2. Jahrgang, Nr. 60

Zur Einführung

Den Gedichttitel „Die neue Schlacht bei Leipzig“ bezieht Curt Bloch darauf, dass es nach der berühmten Völkerschlacht im Jahre 1813 nun noch eine weitere große Kampfhandlung rund um die sächsische Stadt gegeben haben soll. Diese Nachricht bezieht er aus einer nationalsozialistisch kontrollierten Zeitung, die wiederum die schwedische Presse zitiert. (In der Tat kehrten 79 schwere Bomber der britischen Luftwaffe nicht von dem weitgehend missglückten Angriff auf die Industriestadt Leipzig in der Nacht vom 19. zum 20. Februar 1944 zurück. Etwa 420 Besatzungsmitglieder wurden getötet, weitere 131 gerieten in Kriegsgefangenschaft. Zu dieser Zeit war dies der kostspieligste Angriff der Royal Air Force im Zweiten Weltkrieg.) Bloch glaubt den Propagandameldungen nicht, hält sie für eine Zeitungsente. Joseph Goebbels wolle mit solchen Lügen nur die aussichtslose Lage der Deutschen überdecken und „des Führers schwache Position ein Weilchen noch verstärken“.
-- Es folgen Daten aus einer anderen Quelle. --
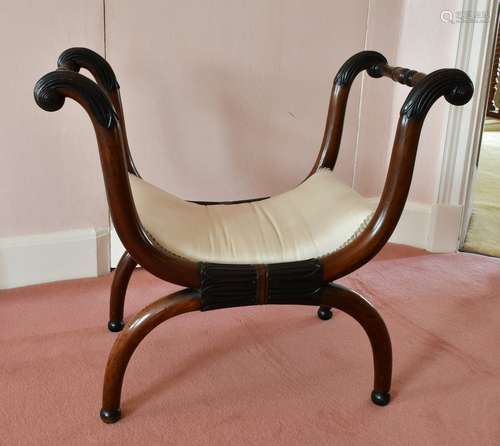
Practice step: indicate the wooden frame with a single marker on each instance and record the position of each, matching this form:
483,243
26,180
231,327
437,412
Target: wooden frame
212,286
Am 25. Dezember macht sich Curt Bloch Gedanken zu Weihnachten 1944. Die biblische Friedensbotschaft würde zwar schon seit zweitausend Jahren verkündet, doch habe ihr Traum bislang keine Erfüllung gefunden. Statt Gesängen und Psalmen höre man den Kampf der Waffen, „anstelle von Glocken heulen Sirenen“. Bloch wünscht sich, dass die Menschheit zu Einsicht und Vernunft gelange – „dann kommt die Zeit des ewigen Friedens.“

Eine Metapher zum Kriegsverlauf zieht Curt Bloch im Gedicht Das Fußballspiel. Er zeichnet darin ein Match nach, dass laut einer Zeitungsmeldung im Jahr 1936 stattgefunden haben soll. (Nach unseren Recherchen wurde dieses besondere Match jedoch am 24. April 1932 ausgetragen.) Damals trat Ajax Amsterdam gegen den Sportclub Enschede an. Der Hauptstadtverein galt als überlegen und führte fünf Minuten vor Schluss mit 3:1. Zahlreiche Ajax-Fans verließen mit dem sicheren Gefühl des Sieges vor dem Abpfiff das Stadion – und verpassten, wie Enschede das Spiel in den letzten Minuten noch in ein Unentschieden verwandelte. Bloch verweist auf das Jahr 1940, in dem sich die Nationalsozialisten bereits als Gewinner des Zweiten Weltkriegs gefühlt hätten. „Doch bleibt zum Schluss des Spiels für euch die deutsche Niederlage.“

Am 15. November 1944 verübten niederländische Widerständler einen Banküberfall, bei dem 46,1 Millionen Gulden erbeutet wurden (Wert im Jahr 2023: 354 Millionen Euro). Dabei handelte es sich um Geld, das im Auftrag des Reichskommissars Seyß-Inquart von Arnheim nach Almelo gebracht worden war – mit dem Ziel, in Deutschland zu landen. Dieser Raubüberfall auf dreizehn Geldkisten gilt bis weit nach dem Jahr 2000 als der größte Banküberfall in den Niederlanden und umfasste eine größere Summe als der große britische Zugüberfall. Es handelte sich um einen Widerstandsakt, für den die niederländische Regierung eine schriftliche Genehmigung aus London erteilt hatte. Die Aktion endete in einer Tragödie. Noch vor Jahresende war das Geld wieder in deutschen Händen, sechs Täter mussten mit ihrem Leben bezahlen. Curt Bloch reagiert mit seiner „Antwort an de Rakker“ auf einer Glosse eines Redakteurs; dieser malt sich fantasievoll aus, was man alles mit der hohen Belohnungssumme von einer Million Gulden nach der Aufklärung des Falles anfangen könne. Für Bloch sind die Bankräuber Helden, er ist tief bewegt von diesem Coup „zum Schaden der deutschen Macht“. Niemals würde er die Täter verraten.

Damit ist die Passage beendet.